El capitán John Yossarian es un piloto de bombarderos que intenta llegar vivo al final de la segunda guerra mundial.

John Yossarian… Perfil de gravatar

Soy John Yossarian. Me fui remando a Suecia para huir de la locura de la guerra.

Capitán John Yossarian: Trampa 22

John Yossarian pasa todo el tiempo en la enfermería, fingiendo estar malo para no tener que pilotar… conservar su vida.

Yo
: (Con una repentina sonrisa.) Buena jugada, Investigador 101.

Yo
: (Pincho en el enlace para confirmar la solicitud de amistad.)

Yo
: (Publico en su muro.) Entonces, ¿Yossarian vive?

38

38. —Desde luego, él no es nada Perezoso.

—¿Tú qué opinas, Alice?

—No lo sé. ¿Te refieres a la cualidad de holgazán o a la marca del sillón? —pregunté yo.

William había ganado un premio Clio por su anuncio del sillón relax Perezoso y los de Peavy Patterson habían organizado una fiesta en Michela's en su honor. Habían reservado todo el restaurante para nosotros y yo me encontraba en una mesa llena de redactores publicitarios.

El sillón era espantoso, pero había supuesto una cantidad enorme de dinero para la agencia, y yo estaba en una fiesta muy elegante y no pensaba quejarme. William parecía todo lo contrario a perezoso. De hecho, parecía la quintaesencia de la energía y el impulso emprendedor, con su traje Hugo Boss azul marino.

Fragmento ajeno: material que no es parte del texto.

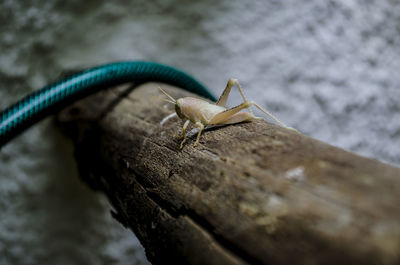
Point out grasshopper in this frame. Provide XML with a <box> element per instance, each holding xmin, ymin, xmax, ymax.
<box><xmin>159</xmin><ymin>78</ymin><xmax>297</xmax><ymax>149</ymax></box>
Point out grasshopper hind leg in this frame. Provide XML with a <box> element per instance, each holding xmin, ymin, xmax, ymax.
<box><xmin>179</xmin><ymin>120</ymin><xmax>190</xmax><ymax>149</ymax></box>
<box><xmin>193</xmin><ymin>122</ymin><xmax>204</xmax><ymax>147</ymax></box>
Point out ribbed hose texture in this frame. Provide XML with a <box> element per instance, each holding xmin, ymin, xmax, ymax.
<box><xmin>0</xmin><ymin>61</ymin><xmax>215</xmax><ymax>148</ymax></box>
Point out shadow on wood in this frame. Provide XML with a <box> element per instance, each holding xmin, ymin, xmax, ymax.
<box><xmin>58</xmin><ymin>83</ymin><xmax>400</xmax><ymax>265</ymax></box>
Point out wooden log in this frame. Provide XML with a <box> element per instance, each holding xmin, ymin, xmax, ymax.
<box><xmin>58</xmin><ymin>83</ymin><xmax>400</xmax><ymax>265</ymax></box>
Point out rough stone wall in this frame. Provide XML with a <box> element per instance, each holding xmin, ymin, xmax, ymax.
<box><xmin>0</xmin><ymin>0</ymin><xmax>400</xmax><ymax>264</ymax></box>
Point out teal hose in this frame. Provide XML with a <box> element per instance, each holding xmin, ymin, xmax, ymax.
<box><xmin>0</xmin><ymin>61</ymin><xmax>215</xmax><ymax>148</ymax></box>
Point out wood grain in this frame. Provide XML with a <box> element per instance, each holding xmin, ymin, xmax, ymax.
<box><xmin>58</xmin><ymin>83</ymin><xmax>400</xmax><ymax>265</ymax></box>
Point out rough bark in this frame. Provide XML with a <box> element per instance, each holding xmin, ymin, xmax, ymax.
<box><xmin>58</xmin><ymin>84</ymin><xmax>400</xmax><ymax>265</ymax></box>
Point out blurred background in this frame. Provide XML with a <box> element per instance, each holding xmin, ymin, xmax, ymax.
<box><xmin>0</xmin><ymin>0</ymin><xmax>400</xmax><ymax>265</ymax></box>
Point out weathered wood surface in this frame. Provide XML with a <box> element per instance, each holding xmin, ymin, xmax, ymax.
<box><xmin>58</xmin><ymin>84</ymin><xmax>400</xmax><ymax>265</ymax></box>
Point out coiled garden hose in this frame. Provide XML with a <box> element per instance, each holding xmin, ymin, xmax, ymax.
<box><xmin>0</xmin><ymin>61</ymin><xmax>215</xmax><ymax>148</ymax></box>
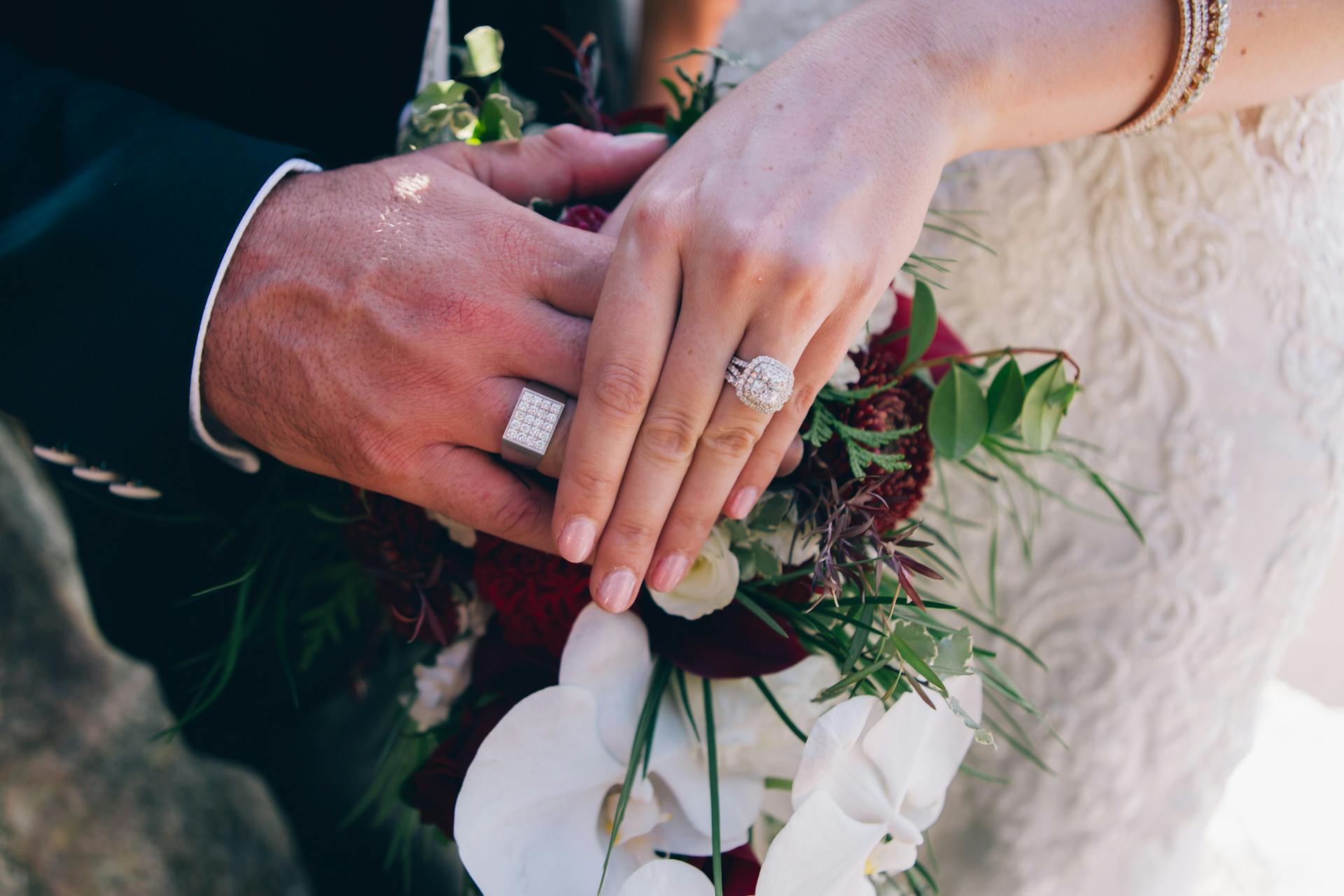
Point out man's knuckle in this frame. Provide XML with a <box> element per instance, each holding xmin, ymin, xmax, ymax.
<box><xmin>593</xmin><ymin>360</ymin><xmax>652</xmax><ymax>416</ymax></box>
<box><xmin>564</xmin><ymin>463</ymin><xmax>615</xmax><ymax>500</ymax></box>
<box><xmin>492</xmin><ymin>494</ymin><xmax>543</xmax><ymax>536</ymax></box>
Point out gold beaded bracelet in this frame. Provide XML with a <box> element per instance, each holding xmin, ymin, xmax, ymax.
<box><xmin>1114</xmin><ymin>0</ymin><xmax>1231</xmax><ymax>134</ymax></box>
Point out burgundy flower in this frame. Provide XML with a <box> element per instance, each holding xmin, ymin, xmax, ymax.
<box><xmin>409</xmin><ymin>624</ymin><xmax>561</xmax><ymax>837</ymax></box>
<box><xmin>345</xmin><ymin>490</ymin><xmax>470</xmax><ymax>645</ymax></box>
<box><xmin>637</xmin><ymin>601</ymin><xmax>808</xmax><ymax>678</ymax></box>
<box><xmin>556</xmin><ymin>203</ymin><xmax>612</xmax><ymax>234</ymax></box>
<box><xmin>687</xmin><ymin>844</ymin><xmax>761</xmax><ymax>896</ymax></box>
<box><xmin>475</xmin><ymin>533</ymin><xmax>592</xmax><ymax>658</ymax></box>
<box><xmin>816</xmin><ymin>294</ymin><xmax>966</xmax><ymax>532</ymax></box>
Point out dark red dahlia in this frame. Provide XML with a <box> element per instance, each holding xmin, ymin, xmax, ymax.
<box><xmin>556</xmin><ymin>203</ymin><xmax>612</xmax><ymax>234</ymax></box>
<box><xmin>345</xmin><ymin>490</ymin><xmax>470</xmax><ymax>645</ymax></box>
<box><xmin>816</xmin><ymin>295</ymin><xmax>966</xmax><ymax>532</ymax></box>
<box><xmin>473</xmin><ymin>535</ymin><xmax>592</xmax><ymax>657</ymax></box>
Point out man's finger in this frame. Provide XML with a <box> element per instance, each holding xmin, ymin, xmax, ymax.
<box><xmin>402</xmin><ymin>443</ymin><xmax>555</xmax><ymax>554</ymax></box>
<box><xmin>421</xmin><ymin>125</ymin><xmax>666</xmax><ymax>203</ymax></box>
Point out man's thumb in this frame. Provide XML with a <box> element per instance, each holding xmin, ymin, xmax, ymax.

Yo lo miraba discretamente. También miraba a Helen, que me miraba a mí, mientras yo miraba a William subrepticiamente, pero no me importaba. Todos lo miraban. La gente se le acercaba temblando, como si fuera un dios. Y lo era. Era el dios de los sillones relax horrendos, el Joven Turco de Peavy Patterson. Todos se arremolinaban a su alrededor, le tocaban el brazo y le estrechaban la mano. Era emocionante estar tan cerca del éxito, porque cabía la posibilidad de que se te pegara un poco. William era cortés. Escuchaba y asentía con la cabeza, pero casi no hablaba. Sus ojos se desviaban hacia mí y, si no lo hubiera conocido, habría pensado que estaba enfadado. ¡Así de intensa era su mirada! Durante toda la velada, me buscó compulsivamente con la mirada de forma descarada. Era como si yo fuera un vaso de vino y como si bebiera un sorbo cada vez que me contemplaba desde la otra punta de la sala.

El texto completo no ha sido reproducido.